ONE OF THE areas that has been completed for construction is a narrow stretch where the Fairfax County Parkway is planned, a right-of-way that contained two areas requiring extensive clean-up work and a gasoline tank site that was unmarked prior to being uncovered. Delays caused by soil removal at those sites have held up construction of the road, because the Environmental Protection Agency (EPA) and Department of Environmental Quality (DEQ) had to sign off on the safety of the areas before construction could begin.

According to a statement released by the Army and the EPA on July 13, more than 30,000 cubic yards of soil have been removed from the 170-acre right-of-way for the Parkway, to rid the site of between 30,000 and 100,000 gallons of gasoline that spilled there at least 30 years ago.

The Army has to meet the same standards before building the NGA offices, a requirement that had to be met before signing the land off to the Virginia Department of Transportation, said Bob Greaves, corrective action chief for the EPA in Region Three, which includes Northern Virginia.

"The same laws and regulations apply to any state, private or public contractor that stores, treats or disposes of hazardous waste, as they did with gasoline on the EPG," Greaves said, as outlined in the Resource Conservation Recovery Act of 1976.

So far, the Army has been a "cooperative" partner in the clean-up, Greaves said, in the handful of years since work on the Parkway right-of-way began.

When a problematic site is found, the Army determines the best course of action and starts to fix it right away, instead of going back at a later time to remediate several sites at once, Greaves said. That allows work to be completed thoroughly and without causing any delays in further cleaning.

"If there are no problems, we can move on," he said.
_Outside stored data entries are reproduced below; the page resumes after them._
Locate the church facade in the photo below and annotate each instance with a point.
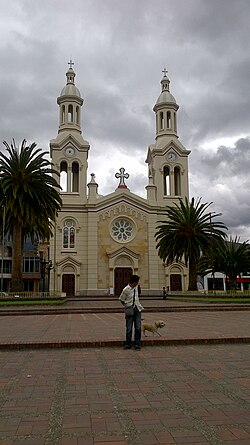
(99, 241)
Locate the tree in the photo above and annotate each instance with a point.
(29, 194)
(233, 258)
(186, 233)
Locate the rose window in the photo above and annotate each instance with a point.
(122, 230)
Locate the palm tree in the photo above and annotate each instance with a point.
(187, 232)
(233, 258)
(29, 193)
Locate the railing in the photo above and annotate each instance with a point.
(32, 295)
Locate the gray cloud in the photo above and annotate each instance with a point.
(119, 50)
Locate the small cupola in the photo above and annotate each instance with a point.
(70, 103)
(166, 109)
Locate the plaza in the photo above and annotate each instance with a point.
(66, 380)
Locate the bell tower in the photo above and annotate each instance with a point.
(69, 150)
(167, 158)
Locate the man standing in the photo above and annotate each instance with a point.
(130, 298)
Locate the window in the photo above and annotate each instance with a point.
(7, 266)
(177, 181)
(175, 126)
(161, 121)
(63, 114)
(64, 176)
(69, 234)
(31, 265)
(122, 230)
(75, 177)
(70, 113)
(168, 119)
(166, 180)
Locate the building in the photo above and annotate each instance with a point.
(99, 241)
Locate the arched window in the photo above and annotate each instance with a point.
(70, 113)
(75, 177)
(69, 234)
(175, 126)
(77, 115)
(63, 114)
(166, 181)
(161, 121)
(64, 176)
(168, 119)
(177, 181)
Fairfax County officials are keeping a watchful eye on progress at the EPG, as it will take the majority of the 21,000 workers expected to move into the area of Fort Belvoir and Springfield once BRAC orders are fully in place in four years.

"They’ve been testing the ground all along," said Board of Supervisors Chairman Gerry Connolly (D-At large). "If the work isn't done yet, it's being done."

Supervisor Dana Kauffman (D-Lee), however, is still concerned the work will be completed in time.

"If they go about it at the same rate as the Parkway, it'll never be done in time," Kauffman said. "Maybe the difference is, this time, they've finally decided what they're going to do instead of the years they spent playing footsie over the Parkway."